- Born: Karachi, Pakistan
- Occupations: Singer, songwriter, music producer, internet personality, businessman
- Years active: 2013–present
- Website: tahershah.com

= Taher Shah =

Pakistani comedian and singer-songwriter

Taher Shah is a Pakistani-born singer-songwriter, music producer, internet personality, and businessman who is best known for his songs "Eye to Eye" and "Angel". He has been described as "Pakistan's most spectacular internet celebrity" by Dawn newspaper. It was thought that he left singing after receiving death threats, but he released an animated Urdu song,"Farishta", (Children are the angels of the earth) in April 2020.

== Career ==
Shah became famous in 2013 when he released his first song "Eye to Eye". In an interview, he stated that it took him a year and half to write the lyrics for the song and to complete the whole project. According to Indian Express, the song achieved "enormous success", and according to The Atlantic the song made him an "overnight pop sensation". The song went viral on social media, and many artists dedicated their covers to the singer. In 2016, Shah's new video for the song "Mankind's Angel" was released, causing what the BBC described as a "social media frenzy".

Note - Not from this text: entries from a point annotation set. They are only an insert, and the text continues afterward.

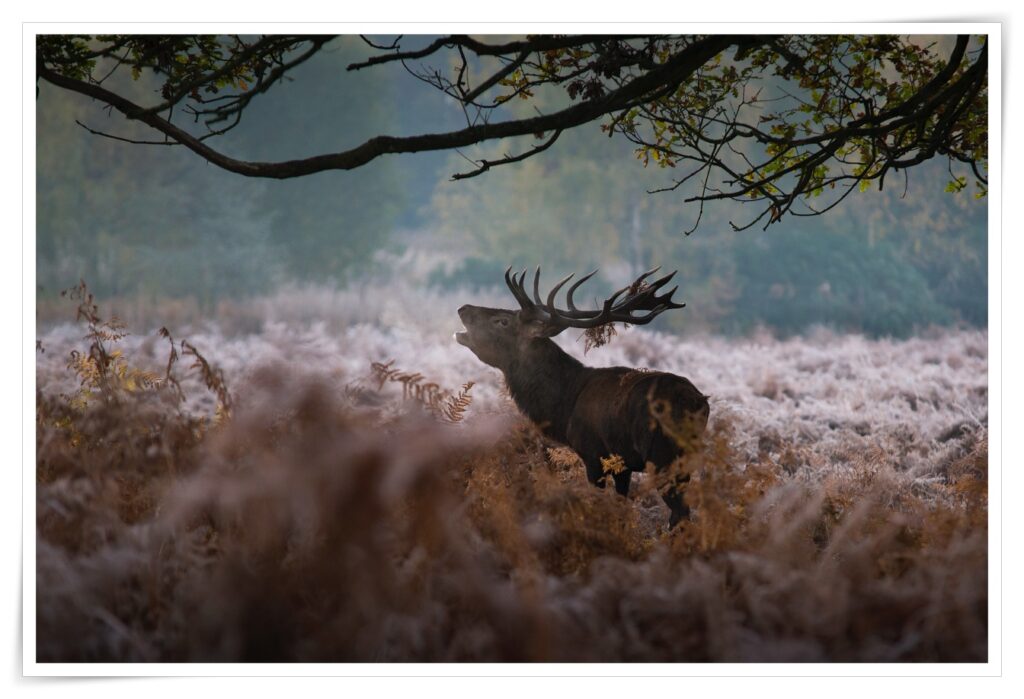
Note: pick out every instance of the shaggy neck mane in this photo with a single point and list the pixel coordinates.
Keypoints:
(545, 382)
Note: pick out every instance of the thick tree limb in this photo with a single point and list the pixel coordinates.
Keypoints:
(672, 73)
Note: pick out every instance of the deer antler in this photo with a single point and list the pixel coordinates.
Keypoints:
(639, 296)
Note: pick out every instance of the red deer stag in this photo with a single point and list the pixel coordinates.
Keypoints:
(598, 412)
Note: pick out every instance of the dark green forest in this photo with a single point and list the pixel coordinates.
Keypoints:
(156, 222)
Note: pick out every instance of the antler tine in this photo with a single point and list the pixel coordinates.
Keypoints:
(620, 307)
(568, 296)
(515, 286)
(645, 299)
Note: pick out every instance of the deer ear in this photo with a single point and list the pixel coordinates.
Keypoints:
(541, 329)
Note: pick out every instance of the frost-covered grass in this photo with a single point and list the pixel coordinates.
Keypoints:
(840, 501)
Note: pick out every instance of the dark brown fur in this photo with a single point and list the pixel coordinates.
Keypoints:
(596, 411)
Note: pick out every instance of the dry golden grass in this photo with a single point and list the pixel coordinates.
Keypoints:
(303, 523)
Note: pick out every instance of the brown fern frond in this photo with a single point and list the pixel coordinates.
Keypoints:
(454, 407)
(440, 402)
(213, 378)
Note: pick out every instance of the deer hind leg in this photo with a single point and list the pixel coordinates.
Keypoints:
(598, 476)
(663, 453)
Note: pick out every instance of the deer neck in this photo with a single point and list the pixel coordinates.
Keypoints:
(545, 382)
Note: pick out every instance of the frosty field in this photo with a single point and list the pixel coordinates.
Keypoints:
(841, 498)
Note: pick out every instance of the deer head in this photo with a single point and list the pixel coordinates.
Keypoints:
(498, 336)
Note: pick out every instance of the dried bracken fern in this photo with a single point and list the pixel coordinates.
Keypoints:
(304, 529)
(440, 402)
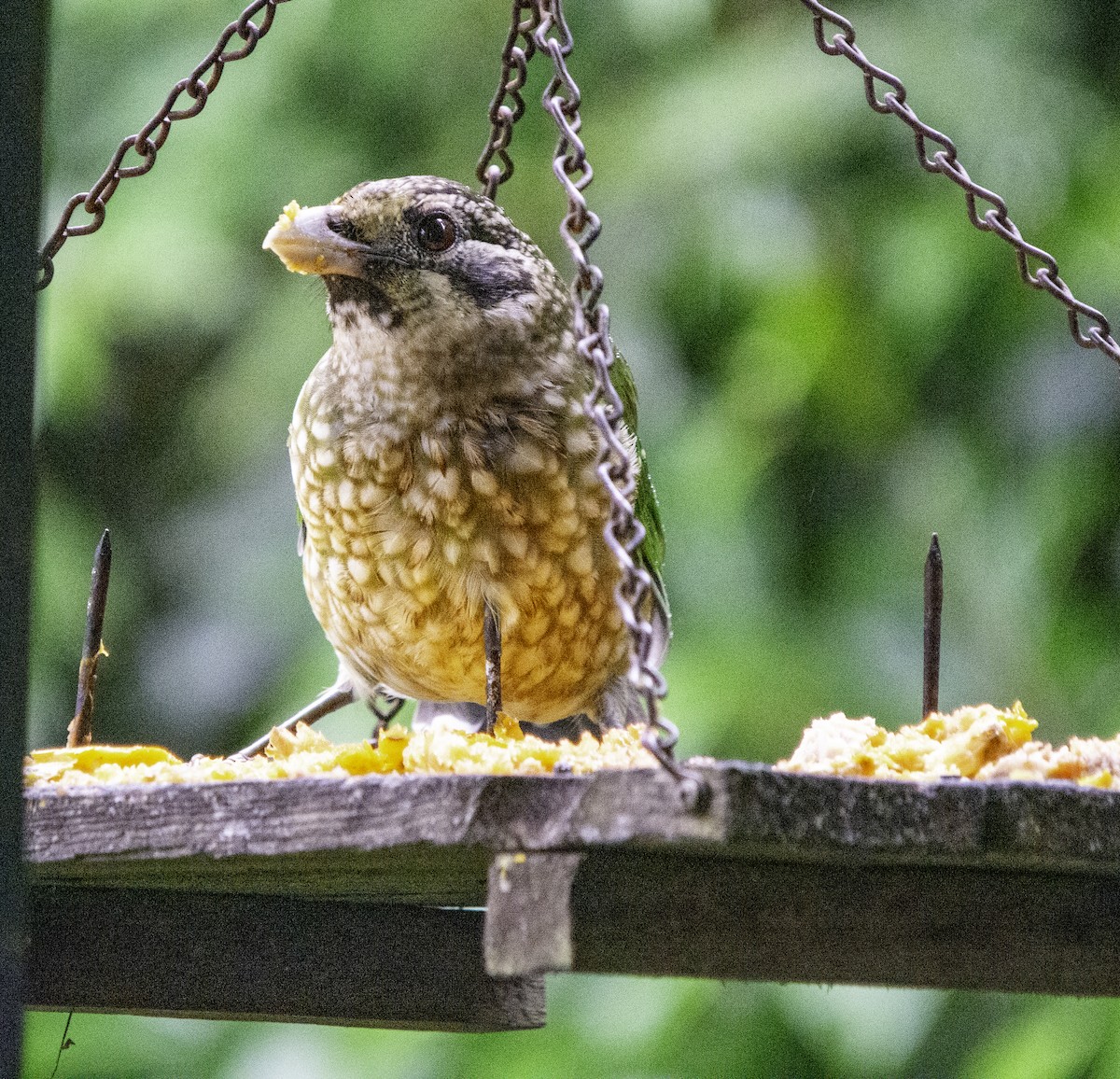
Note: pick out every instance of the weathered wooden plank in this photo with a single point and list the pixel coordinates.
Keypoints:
(205, 956)
(787, 877)
(527, 928)
(755, 811)
(945, 927)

In December 2016, it was announced that Shah had left Pakistan after receiving death threats. He currently resides in the United States with his family.

In April 2020, he released an animated Urdu music video named "Farishta" ("Angel").

In June 2023, his management team announced the creation of a "Hollywood movie" titled "Eye to Eye".

In June 2025, Taher Shah unveiled his latest project titled "Peace" (Humans Can Create a World of Peace). This release is described as a "cosmic peace anthem" and a "cosmic call to humanity." It's an animated odyssey with hypnotic visuals and Taher Shah's unique voice delivering a message about humans destroying the only planet known to harbor life while searching for it elsewhere. The song aims to promote harmony and understanding, especially in a world grappling with various conflicts. It emphasizes that "humans can create a world that is a cradle of peace instead of ending it through war." This release aligns with his consistent theme of spreading messages of love and humanity through his art.